— А что надо понять? — В двух словах я передала ему историю о меняющийся картине. — Покажи, где она висела, — вмиг посерьезнел он. И не только тон изменился — глаза. Они даже оттенок свой меняли в зависимости от ситуации и его настроения, а не просто выражение, как у всех других людей. Когда он шутил и смеялся, они были светло-коричневыми в рыжину и излучали тепло. Когда был строгим, вдумчивым и серьезным — они приобретали темно-каштановый оттенок и будто бы подчиняли себе. Я уже поняла, что в такие моменты лучше долго в них не глядеть…
Чтобы и сейчас не смотреть, я быстро повела его в детскую, попутно что-то добавляя к уже поведанной истории.
Не знаю, почему я все ему рассказываю. Информация о том, что в гости заходил Петр, не должна была окончательно снимать с него подозрения. Хотя этим теперь должны заниматься компетентные органы. В любом случае такая откровенность с малознакомым человеком никогда не доводит до добра. Пусть у меня мало жизненного опыта, но такие вещи знаю даже я. Просто когда человек так себя ведет, кажется легкомысленным и ветреным, это дает иллюзорное чувство, что он все равно забудет все, что ты ему расскажешь. И ты относишься к этому как к беседе со случайном попутчиком в поезде — все сказанное тобой канет в Лету. Но ведь не канет. Это ложное чувство, которое он, возможно, вызывает специально. Умышленно вводит тебя в состояние расслабленности и доверия. Еще одна психологическая уловка, на которую я попалась? Или на этот раз я не ошиблась, поверив другому живому существу? Что ж, поживем — увидим.
В то время как меня посещали экзистенциальные размышления, Юлиан деловито осматривал стену и крючок на картине.
— Гвоздь висит криво, — резюмировал он по окончании проверки, — следовательно, и картина не может ровно висеть.
— Но висела!
— Значит, это была другая картина, — с уверенностью заявил он. — И у нее была кривая петля, на которой она держалась, в результате угол и сторона искривления состыковывались с углом и стороной искривления гвоздя, что в итоге нивелировало все искривления.
— Че?
Будто не слыша меня, он продолжал:
— Поэтому она и висела ровно. Понимаешь? Физика!

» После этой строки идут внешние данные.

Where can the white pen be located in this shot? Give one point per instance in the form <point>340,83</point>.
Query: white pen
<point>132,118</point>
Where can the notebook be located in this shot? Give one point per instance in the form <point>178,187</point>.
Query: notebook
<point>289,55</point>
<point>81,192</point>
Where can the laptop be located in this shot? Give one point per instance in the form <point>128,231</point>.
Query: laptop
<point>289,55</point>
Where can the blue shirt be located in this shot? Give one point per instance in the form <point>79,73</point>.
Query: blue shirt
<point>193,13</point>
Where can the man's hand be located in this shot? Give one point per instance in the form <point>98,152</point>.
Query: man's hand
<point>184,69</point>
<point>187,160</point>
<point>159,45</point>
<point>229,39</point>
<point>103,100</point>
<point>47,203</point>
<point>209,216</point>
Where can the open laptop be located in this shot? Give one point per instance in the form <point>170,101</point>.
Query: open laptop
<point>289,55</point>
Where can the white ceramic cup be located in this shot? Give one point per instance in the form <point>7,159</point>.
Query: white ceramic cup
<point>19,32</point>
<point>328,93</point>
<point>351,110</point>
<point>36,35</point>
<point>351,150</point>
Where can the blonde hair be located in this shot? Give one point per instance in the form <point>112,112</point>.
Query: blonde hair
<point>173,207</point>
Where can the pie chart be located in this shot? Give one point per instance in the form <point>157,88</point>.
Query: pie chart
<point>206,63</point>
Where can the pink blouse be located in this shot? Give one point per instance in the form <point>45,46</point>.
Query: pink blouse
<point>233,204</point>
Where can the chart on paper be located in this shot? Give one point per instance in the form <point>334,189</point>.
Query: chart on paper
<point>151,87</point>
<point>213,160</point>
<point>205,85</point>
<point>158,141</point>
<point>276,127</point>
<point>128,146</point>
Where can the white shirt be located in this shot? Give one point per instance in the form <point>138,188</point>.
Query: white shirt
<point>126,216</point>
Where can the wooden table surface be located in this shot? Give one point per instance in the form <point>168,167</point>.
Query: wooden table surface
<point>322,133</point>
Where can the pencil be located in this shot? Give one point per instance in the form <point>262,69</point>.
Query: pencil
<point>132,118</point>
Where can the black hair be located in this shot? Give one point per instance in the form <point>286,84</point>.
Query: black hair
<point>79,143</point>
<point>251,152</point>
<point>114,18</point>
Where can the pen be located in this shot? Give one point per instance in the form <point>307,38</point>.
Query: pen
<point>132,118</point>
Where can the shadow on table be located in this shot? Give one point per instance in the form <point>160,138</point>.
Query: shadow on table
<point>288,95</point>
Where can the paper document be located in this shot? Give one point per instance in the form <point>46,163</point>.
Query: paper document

Я хлопнула себя ладонью по лбу — надеюсь это выглядело не менее театрально, чем все те жесты, которыми он меня любит баловать, — на что он предложил исправить ситуацию.
— Как? Будешь крючок исправлять и на этой картине?
— Браво, блондинка! Тебе пора перекраситься. Неси молоток.
— Но… — я беспомощно поглазела по сторонам, уже позабыв, что, кроме всякой рухляди, в комнате ничего нет. — Я не знаю, есть ли он здесь.
— Не понял.
— Я ж говорю, это не моя квартира! Я тут четвертый день живу! Я не знаю, есть ли тут молоток!
— Так, не паникуй. Я поищу.
После получасовых поисков инструмент отыскался на стеллаже за унитазом. В следующую минуту я узнала, что владеть теорией и владеть практикой — абсолютно разные вещи. Пятерка в аттестате по точным наукам не помогла Юлиану открыть в себе слесарные или столярские способности. Пару раз стукнув по металлической петельке, он сорвал ее с самореза, при помощи которого она прикреплялась к дереву. Таким образом, петля осталась в одной стороне, картина в другой, Юлиан с молотком в руке — в третьей.
— Это невозможно сделать, — возвращая мне молоток, официально-деловым тоном ответил Юлиан — ну словно обсуждал условия предстоящего сотрудничества перед подписанием контракта, а не испортил предмет интерьера в чужой квартире.
— Теперь уже точно, — кивнула я, оглядывая результаты его труда. Уж лучше бы я Алексея попросила, с виду он более рукастый.